Weather

UPDATE: Debris flow warning lifted in burned areas of Lake, Yolo counties

Areas denuded of vegetation by summer wildfires, such as stretches of land scorched by the Rocky fire, are under threat of mudslides and flooding from the Pacific storm that hit Northern California Sunday and Monday.
Areas denuded of vegetation by summer wildfires, such as stretches of land scorched by the Rocky fire, are under threat of mudslides and flooding from the Pacific storm that hit Northern California Sunday and Monday. AP

The National Weather Service announced shortly after 6 p.m. Monday that the threat of debris flows in areas affected by the Rocky, Jerusalem and Valley fires had ended.

Flash flood warnings for portions of Colusa, Lake and Yolo counties were issued early Monday afternoon.

As of about 1:30 p.m., Doppler radar indicated heavy rain across the Rocky and Jerusalem fire burn area and more than a half-inch of rain had fallen in the previous 30 minutes, according to the Weather Service.
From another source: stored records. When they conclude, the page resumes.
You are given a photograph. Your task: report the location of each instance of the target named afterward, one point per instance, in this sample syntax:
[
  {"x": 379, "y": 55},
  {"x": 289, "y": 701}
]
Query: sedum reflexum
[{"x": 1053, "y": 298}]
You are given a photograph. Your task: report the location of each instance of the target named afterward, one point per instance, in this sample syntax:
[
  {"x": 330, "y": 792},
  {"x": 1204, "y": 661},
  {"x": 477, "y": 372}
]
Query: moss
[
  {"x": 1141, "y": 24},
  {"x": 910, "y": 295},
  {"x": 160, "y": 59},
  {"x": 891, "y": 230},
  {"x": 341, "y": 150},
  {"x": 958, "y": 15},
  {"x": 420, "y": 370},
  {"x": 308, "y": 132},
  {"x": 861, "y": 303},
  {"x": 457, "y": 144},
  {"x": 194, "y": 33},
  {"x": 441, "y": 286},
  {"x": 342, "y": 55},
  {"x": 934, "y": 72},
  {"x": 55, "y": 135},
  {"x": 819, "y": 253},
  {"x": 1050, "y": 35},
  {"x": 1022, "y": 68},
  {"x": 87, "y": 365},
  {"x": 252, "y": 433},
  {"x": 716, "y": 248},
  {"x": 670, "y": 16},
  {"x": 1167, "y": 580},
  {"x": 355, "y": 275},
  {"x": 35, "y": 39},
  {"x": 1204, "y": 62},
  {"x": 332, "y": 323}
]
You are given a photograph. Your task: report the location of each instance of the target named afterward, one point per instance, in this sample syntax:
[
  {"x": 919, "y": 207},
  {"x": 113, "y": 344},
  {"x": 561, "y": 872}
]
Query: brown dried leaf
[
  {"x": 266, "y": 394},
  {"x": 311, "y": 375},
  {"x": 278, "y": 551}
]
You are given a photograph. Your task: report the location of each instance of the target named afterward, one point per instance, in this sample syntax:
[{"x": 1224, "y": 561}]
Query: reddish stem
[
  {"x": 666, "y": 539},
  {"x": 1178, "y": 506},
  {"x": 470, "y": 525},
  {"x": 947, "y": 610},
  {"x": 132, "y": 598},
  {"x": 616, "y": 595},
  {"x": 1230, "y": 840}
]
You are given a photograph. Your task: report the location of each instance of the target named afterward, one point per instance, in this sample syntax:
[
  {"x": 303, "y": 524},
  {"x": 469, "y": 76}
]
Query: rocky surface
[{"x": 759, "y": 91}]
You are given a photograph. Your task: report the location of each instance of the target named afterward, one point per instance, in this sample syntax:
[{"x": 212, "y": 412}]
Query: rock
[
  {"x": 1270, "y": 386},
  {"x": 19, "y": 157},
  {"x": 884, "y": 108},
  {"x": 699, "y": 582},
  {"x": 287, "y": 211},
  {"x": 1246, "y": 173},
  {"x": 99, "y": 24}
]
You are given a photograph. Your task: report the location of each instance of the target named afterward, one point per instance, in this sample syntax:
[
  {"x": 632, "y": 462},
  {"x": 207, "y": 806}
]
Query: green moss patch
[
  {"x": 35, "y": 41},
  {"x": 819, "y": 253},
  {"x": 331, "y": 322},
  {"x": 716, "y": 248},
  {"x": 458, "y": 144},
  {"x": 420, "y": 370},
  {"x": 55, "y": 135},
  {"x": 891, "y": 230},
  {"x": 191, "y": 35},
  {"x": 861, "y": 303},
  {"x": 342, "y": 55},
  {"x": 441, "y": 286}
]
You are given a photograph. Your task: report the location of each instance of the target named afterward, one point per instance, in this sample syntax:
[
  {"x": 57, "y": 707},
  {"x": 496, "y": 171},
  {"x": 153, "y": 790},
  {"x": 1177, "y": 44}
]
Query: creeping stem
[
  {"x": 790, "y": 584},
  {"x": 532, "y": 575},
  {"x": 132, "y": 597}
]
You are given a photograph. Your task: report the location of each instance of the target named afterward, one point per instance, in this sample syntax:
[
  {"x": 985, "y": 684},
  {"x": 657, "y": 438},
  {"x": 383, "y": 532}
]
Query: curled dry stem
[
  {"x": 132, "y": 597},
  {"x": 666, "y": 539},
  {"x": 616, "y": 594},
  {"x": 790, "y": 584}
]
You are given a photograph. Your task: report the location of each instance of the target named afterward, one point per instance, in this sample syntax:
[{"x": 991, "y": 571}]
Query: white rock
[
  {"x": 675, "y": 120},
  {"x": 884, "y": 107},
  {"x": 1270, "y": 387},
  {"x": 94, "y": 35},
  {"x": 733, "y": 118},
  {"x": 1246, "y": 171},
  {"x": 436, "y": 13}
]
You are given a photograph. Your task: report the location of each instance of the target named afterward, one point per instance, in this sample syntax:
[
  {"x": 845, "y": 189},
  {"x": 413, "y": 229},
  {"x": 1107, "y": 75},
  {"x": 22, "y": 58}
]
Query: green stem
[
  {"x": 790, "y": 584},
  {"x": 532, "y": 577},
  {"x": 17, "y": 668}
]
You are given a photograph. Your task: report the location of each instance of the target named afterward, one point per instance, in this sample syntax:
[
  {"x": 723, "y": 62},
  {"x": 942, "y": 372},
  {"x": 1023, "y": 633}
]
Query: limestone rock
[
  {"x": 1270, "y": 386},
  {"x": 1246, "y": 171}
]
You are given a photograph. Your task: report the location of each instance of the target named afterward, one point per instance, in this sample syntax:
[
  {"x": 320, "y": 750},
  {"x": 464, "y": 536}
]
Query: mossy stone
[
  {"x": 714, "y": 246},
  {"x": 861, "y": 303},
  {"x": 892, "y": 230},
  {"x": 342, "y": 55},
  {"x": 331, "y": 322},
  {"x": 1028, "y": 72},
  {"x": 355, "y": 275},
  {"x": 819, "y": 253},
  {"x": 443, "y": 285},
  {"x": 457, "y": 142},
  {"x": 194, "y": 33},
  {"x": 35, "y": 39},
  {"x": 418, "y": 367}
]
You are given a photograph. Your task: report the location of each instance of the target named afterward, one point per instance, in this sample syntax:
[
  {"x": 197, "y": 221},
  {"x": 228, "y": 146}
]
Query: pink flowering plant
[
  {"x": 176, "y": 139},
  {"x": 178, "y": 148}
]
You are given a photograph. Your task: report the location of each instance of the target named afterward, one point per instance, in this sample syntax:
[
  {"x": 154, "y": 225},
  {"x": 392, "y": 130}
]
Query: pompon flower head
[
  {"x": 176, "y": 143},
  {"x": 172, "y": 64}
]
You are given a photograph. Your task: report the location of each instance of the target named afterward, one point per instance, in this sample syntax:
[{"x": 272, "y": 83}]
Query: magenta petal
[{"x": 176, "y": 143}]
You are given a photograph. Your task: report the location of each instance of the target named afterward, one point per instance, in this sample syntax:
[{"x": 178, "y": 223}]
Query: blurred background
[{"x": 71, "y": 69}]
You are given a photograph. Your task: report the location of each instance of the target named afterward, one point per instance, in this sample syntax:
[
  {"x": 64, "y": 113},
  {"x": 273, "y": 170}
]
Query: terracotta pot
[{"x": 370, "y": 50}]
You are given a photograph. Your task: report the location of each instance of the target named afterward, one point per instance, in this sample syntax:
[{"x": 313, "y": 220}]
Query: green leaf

The rains raised concerns about potential debris flows, consisting of rock, mud, vegetation and other loose materials.

Locations threatened by potential flooding included Middletown, Loch Lomond, Ettawa Springs, Seigler Springs, Anderson Springs, Adams, Whispering Pines, Hobergs, Forest Lake, Hidden Valley Lake, Lower Lake and Cobb.

Officials warned people to move away from recently burned areas, and motorists were advised to use caution and not to try to cross flooded roadways or creeks.